The domestic sequences are constructed around 360 degree pans, first from left to right and then, at the very end, from right to left. What was the intention behind this?

From earlier on, when we were working on Penthesilea, one of our points of negative aesthetics if you like, was to undermine point of view and all the ways in which editing contributes to creating a time and space that comes out of the conventions of continuity editing. As a simple negation of that, in Penthesilea, we shot in 10-minute sequences. Each 10-minute sequence was one can of 16mm film. Therefore it wasn’t up to us to say when the beginning and end was – it just ended.

We wanted to do something similar in Riddles. The 360-degree pan was an extended shot which again came to an end out of the logic of its own movement. We liked the way that the machine had an autonomy and the mechanics of the cinema took over and could determine the structure of the film. But we were also interested, as we were making the film, in the way in which different kinds of spaces changed and modulated the movement of the camera.

Shooting Riddles of the Sphinx (1977)

There is a scene in which we can actually see 16mm film strips hanging in a room, which is particularly striking now in this new age of digital. What do you think of the move towards digital now at the expense of celluloid?

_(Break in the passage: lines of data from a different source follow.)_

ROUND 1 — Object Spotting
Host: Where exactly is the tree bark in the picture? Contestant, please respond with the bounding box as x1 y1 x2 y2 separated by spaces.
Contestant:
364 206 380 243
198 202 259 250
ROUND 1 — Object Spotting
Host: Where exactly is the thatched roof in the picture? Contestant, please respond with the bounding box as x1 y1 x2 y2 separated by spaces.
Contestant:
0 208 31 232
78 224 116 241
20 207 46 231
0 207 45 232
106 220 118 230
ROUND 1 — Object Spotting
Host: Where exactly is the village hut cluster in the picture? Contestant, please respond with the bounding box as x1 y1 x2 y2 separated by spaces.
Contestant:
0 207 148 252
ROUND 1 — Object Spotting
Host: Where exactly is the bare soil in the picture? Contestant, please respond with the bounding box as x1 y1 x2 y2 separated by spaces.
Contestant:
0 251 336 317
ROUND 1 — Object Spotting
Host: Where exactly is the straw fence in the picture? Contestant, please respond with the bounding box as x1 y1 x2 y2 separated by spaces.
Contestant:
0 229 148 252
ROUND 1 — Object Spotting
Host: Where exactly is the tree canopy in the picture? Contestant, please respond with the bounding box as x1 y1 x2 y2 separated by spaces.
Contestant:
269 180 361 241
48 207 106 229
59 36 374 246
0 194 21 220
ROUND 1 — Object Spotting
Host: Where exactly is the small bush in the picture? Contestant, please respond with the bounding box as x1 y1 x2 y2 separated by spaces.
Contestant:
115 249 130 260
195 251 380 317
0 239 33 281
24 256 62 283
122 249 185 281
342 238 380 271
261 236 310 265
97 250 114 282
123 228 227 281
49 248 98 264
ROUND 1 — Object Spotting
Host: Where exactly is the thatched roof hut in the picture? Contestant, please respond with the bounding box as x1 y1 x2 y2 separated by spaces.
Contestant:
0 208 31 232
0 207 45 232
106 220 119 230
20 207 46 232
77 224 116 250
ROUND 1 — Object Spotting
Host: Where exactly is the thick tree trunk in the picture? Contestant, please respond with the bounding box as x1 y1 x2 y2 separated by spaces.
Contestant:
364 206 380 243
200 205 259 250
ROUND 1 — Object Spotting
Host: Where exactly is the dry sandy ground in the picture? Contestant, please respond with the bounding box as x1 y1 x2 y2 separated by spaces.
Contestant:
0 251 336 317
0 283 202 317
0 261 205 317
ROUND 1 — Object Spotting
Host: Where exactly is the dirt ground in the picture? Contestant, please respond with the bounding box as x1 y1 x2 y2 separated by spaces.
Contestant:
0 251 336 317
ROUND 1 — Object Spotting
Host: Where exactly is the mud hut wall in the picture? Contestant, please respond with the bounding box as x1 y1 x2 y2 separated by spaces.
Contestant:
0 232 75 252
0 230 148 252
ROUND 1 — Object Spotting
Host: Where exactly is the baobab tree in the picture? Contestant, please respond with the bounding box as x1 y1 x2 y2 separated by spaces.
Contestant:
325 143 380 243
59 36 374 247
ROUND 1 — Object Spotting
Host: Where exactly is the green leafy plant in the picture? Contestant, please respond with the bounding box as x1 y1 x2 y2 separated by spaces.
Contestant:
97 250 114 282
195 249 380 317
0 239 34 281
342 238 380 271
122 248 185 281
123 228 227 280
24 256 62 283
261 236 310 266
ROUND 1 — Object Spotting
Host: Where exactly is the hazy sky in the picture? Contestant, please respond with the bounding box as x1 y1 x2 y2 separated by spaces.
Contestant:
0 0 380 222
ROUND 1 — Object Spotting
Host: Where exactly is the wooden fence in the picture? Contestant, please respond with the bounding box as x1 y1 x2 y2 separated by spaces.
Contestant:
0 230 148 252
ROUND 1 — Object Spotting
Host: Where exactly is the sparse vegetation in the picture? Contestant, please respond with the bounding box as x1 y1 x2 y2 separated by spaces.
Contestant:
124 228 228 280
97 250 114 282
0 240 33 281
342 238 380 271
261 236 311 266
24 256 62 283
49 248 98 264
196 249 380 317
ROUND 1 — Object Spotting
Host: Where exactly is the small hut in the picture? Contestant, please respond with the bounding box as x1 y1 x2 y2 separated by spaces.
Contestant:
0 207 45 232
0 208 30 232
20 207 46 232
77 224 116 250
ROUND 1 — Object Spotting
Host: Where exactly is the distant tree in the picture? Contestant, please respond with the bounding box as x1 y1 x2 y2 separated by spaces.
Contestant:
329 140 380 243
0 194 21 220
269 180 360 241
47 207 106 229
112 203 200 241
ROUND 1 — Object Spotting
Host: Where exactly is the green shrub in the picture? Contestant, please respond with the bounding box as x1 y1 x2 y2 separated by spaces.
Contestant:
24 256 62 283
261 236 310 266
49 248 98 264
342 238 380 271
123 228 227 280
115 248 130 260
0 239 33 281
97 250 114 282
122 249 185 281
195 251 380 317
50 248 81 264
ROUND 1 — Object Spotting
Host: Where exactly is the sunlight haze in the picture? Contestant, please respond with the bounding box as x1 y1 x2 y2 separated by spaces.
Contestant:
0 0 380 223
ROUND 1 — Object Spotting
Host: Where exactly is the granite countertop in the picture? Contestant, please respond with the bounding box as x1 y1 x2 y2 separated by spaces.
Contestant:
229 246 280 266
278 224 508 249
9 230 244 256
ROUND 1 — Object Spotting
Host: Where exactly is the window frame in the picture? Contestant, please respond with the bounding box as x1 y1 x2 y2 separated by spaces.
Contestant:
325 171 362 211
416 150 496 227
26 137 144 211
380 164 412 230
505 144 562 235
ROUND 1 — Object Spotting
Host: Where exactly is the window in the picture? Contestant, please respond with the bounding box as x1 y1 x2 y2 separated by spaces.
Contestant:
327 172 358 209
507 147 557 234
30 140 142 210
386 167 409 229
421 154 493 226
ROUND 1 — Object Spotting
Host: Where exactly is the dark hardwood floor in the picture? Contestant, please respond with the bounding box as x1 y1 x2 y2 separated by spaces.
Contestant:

I think one can regret celluloid as much as one likes but there’s just nothing much one can do about it. I think digital technology is very liberating in many ways. It isn’t the same as celluloid by any means but perhaps that’s a different discussion. In Riddles, we were very consciously working with 16mm film because we were caught up in that 16mm movement that flourished during the 70s.

How did Mike Ratledge’s music emerge and how do you think it worked in the film?

Collaboration was always important for Peter and I, in the sense that we were a collaboration, so even though we discussed everything extremely systematically together, particularly on Riddles, we also liked collaborating in a sense of working with someone whose work we were interested in and admired.

I met Mike [at university] in Oxford. He was a movie fan, like me. When we asked Mike to do the music we didn’t really know what we wanted him to do. Peter and I aren’t particularly music literate so we wanted to hand over the responsibility to someone who we trusted to come up with something appropriate. Mike understood how the music should function with the iteration of the camera movement and the pans.

Riddles of the Sphinx (1977)

There’s a point in the film when Louise goes out to work, into what we might call the real world, the music disappears and the film moves more into a kind of a register of the everyday. But it is very important to have the music mixed with the everyday in the three early sequences of pure motherhood because, the music and the rather strange voiceovers represent, in some way, a kind of gesture towards an unconscious. We wouldn’t necessarily say that this is the unconscious but it is a gesture towards the mystery or difficulty of the status of being a mother.

Were the sonic aspects of the film, then, as important as the visual?

Yes, definitely. As I’ve said, we were interested in Godard and his emphasis on the mixture between sound and image. Peter and I weren’t purists. We were influenced more by Hollis Frampton than by Stan Brakhage, for example. However, we were very interested and influenced by the purism of the avant garde, its interesting specificity of cinema, and its experiments with celluloid as a medium with its modernist, kind of Greenbergian implications. We were interested in the way experimental cinema could move beyond the purism of specificity and into work between word and image, sound and image, music and image etc.